Solved – Fit distributions with glm

I'm trying to fit different statistical distributions (Gamma, Poisson, normal, inverse Gaussian) to my data with a glm. An example could be like this:

data   <- rexp(500, 3) model  <- glm(data~1, family=Gamma()) shape  <- 1 / gamma.dispersion(model) rate   <- shape*model$coef[1]  model2 <- glm(data~1, family=poisson()) lambda <- unique(model2$fitted.values) 

So, here are the questions:

  1. If I want to select between all of them the best distribution fit with a glm, can I use the models AIC? Or should I use another method, like MSE? It's because I have really different results from one distribution to another.
  2. I already know that packages fitdistrplus or MASS include specific functions to do this, but it's too slow for my data.
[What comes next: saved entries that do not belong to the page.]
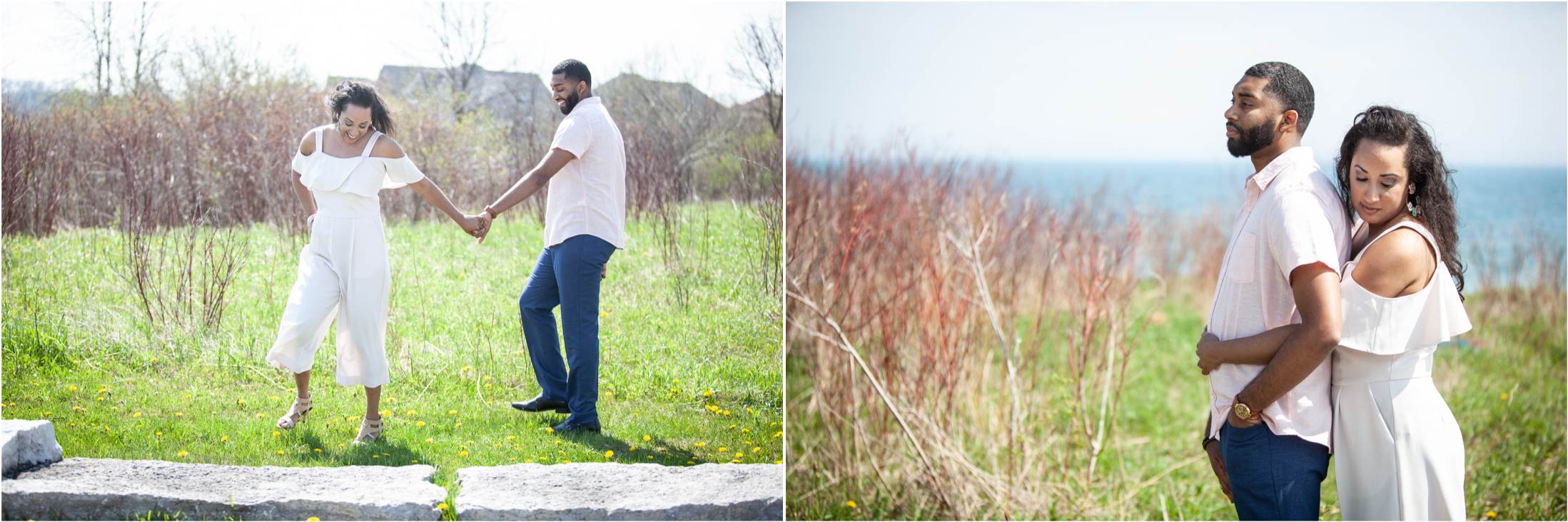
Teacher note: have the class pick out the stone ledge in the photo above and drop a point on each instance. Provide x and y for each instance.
(113, 489)
(27, 444)
(606, 491)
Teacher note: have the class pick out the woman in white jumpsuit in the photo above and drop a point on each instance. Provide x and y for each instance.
(1399, 454)
(344, 270)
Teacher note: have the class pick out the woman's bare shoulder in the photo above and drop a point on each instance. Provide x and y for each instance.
(308, 143)
(1396, 262)
(386, 148)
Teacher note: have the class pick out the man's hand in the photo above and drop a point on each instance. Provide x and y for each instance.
(1217, 463)
(485, 223)
(1206, 354)
(471, 225)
If I use those functions to fit the data, mostly of the time I get as a result an exponential distribution. Is there a way to fit it with the glm families?

Update: The data comes from sales orders, but it is always grater than 0, that's why I can use the exponential or gamma distributions. (Only include the normal for the cases where there are so many orders that the negative part under the curve is almost 0).

Also, I need the distribution for simulate from it, a new series.
With the result showed by the AIC i can't make them compete to get the best fitting.
I would like a formal test, but i also need it to be really fast, so I'll settle for an approximation or something exploratory.

Since your data are counts, they can only come in whole numbers. That is, you could get a count of $5$ orders or $6$ orders, but you could never get $5.5$ orders. Thus, your data cannot be distributed as Gamma, normal or inverse Gaussian, as these are continuous distributions. (It is always possible in some case that the fits will be good enough for your purposes, but your goal is to use the distribution to simulate new data, so we can just rule them out.)

For your case, the default first choice would be the Poisson distribution. However, the Poisson is very restrictive, in the sense that the variance must equal the mean. This can happen in the real world, but rarely does in practice and I highly doubt it would hold for sales. A distribution that relaxes this restriction / generalizes the Poisson is the negative binomial. This will allow you to estimate the mean and variance separately.

Thus, your first strategy for fitting these distributions and doing so quickly, is to only fit the negative binomial. The primary function for getting these parameters is ?fitdistr in the MASS package. Subsequently, you can use ?rnbinom for simulation.

If speed and size remain a problem, another possibility is to extract random subsamples of manageable size from your data and fit those. Even if these were a small proportion of the total, the fitted parameters should be very close to the true parameters if the sample is large enough.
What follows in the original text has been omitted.